Why Buying Sotheby's (BID) Makes Sense
In general, I try to avoid writing about stand alone short-term technical setups in these pages, for two main reasons. Firstly, I don’t believe that the majority of readers are looking for intra-day opportunities. Your presence here suggests an active role in managing your money, but, from feedback I have received it seems that opportunities with 3-12 month time horizons are more useful to most than those where it is measured in minutes or hours. Secondly, and maybe most importantly, by the time anybody actually reads the piece any short term opportunity based on a technical signal has probably gone.
What I do look for is proximity to established levels of support and resistance that can set up a trade with a good risk/reward ratio. Of course, that in itself isn’t enough. Given the 3-12 month time horizon that I try to work in there also has to be some fundamental reason that will give support to the stock. When those two come together, a trade can be suggested that uses some of the techniques of short term traders to benefit long term investors. Such is the case right now with the auction house Sotheby’s (BID).
First, let’s look at the technical case, or, more accurately as it is not particularly technical, the chart-based case.
As you can see, after bouncing off of support formed by the previous resistance around $39.30, BID dropped back towards that level last week. There are two ways to look at that, and the fact that they produce opposite conclusions indicates one of the main reasons that I distrust analysis based solely on technical factors. You could say that the proximity to that support level (strengthened by being significant three times) makes BID worth buying. On the other hand, this whole chart could be looked at as the formation of a giant head and shoulders pattern in which case, after a short period of consolidation, the most likely next move is a dramatic drop in the stock.

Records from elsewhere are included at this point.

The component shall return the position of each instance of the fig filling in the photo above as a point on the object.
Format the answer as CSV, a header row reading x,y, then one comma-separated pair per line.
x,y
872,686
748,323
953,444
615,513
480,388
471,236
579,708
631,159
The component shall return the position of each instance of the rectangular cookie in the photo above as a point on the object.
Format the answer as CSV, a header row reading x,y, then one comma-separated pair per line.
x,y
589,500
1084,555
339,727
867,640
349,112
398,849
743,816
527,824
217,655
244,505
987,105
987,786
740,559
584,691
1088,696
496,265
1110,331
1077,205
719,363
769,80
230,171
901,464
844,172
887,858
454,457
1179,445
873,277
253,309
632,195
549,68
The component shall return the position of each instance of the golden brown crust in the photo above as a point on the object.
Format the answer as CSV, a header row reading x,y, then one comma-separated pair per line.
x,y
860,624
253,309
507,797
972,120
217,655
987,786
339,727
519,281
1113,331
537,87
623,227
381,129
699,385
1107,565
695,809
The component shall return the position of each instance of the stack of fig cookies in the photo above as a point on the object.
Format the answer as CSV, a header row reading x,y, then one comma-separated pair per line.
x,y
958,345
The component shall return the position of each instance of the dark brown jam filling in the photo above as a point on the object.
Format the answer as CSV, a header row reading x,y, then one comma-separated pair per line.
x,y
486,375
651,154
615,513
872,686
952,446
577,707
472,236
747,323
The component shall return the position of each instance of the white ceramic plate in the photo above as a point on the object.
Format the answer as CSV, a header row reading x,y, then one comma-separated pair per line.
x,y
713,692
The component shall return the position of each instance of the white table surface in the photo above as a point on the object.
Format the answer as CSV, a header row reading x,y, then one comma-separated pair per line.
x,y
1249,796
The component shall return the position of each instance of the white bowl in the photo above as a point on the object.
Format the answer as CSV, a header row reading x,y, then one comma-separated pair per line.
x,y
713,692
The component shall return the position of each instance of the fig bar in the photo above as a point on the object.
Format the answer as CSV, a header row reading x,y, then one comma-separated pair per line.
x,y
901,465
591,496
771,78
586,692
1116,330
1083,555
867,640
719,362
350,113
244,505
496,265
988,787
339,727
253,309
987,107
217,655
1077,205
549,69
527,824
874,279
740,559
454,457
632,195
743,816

Depending on which way you look at it, then, the same chart can be used to support either a buyer’s or a seller’s case. Ultimately, which of those you believe depends on the fundamental, qualitative case. The thing about qualitative analysis though is that, by nature, it involves predictions and opinions and, to a large extent, guesswork. This unscientific approach means that you will be wrong at least part of the time and should have a plan to cover that eventuality; stop loss levels should be set at the time of trading.
So, in an ideal world, then, we are looking for a trade with a solid fundamental case, a logical stop loss level close by and an opportunity to place a risk-controlled trade. BID offers just that. Weakness in the stock is understandable, as Sotheby’s have missed street estimates in their last two earnings releases, but the art business in general is still in a period of strength. In the particular case of Sotheby’s, Daniel Loeb’s addition to the board could be a catalyst for change and a more focused, profit centered vision. Also, in the very short term, Sotheby’s will hold their Contemporary Art Evening Sale, a traditional area of strength for the house, on Wednesday. Any good news coming from that sale would give a boost to the stock.
These three short-term factors could drive BID higher and set up the kind of low risk trade that I talked of earlier. Assuming that you buy the stock at around Friday’s close of $40.67, then it should be done so with two levels in mind, each around 10% away. A stop loss around $36.50 would guard against a bad result from Wednesday’s auction and limit potential losses, while an initial target close to $45 should be watched. If that target is reached, then selling half of your position and leaving the stop loss in place for the remaining holding would leave you with a risk-free position at that point.
If things remain neutral over time, Loeb’s focus on a more efficient business will likely pay dividends and a more gradual, fundamental rise in the stock price can be expected. In this case, the reduced volatility makes just holding on to the position and moving the stop loss up to around the original entry level a better way of managing the position. Either way, if there is no sharp move to the downside, you should be able to set up a long term position in BID with little or no downside risk.
One of the things that I learned very early in my trading room career was that just picking short term winners wasn’t enough. You have to have a plan as to what you are going to do with them when either the plan worked or failed. After a while this leads to sometimes backing into a trade, where the setup suggests a plan before you even consider any fundamentals rather than being used to support and inform a basic case. This was the case with BID. The chart pattern suggested a possibility of a low risk entry and then the fundamental situation suggested upside potential. Put them together and you have a trade that makes sense.
The views and opinions expressed herein are the views and opinions of the author and do not necessarily reflect those of Nasdaq, Inc.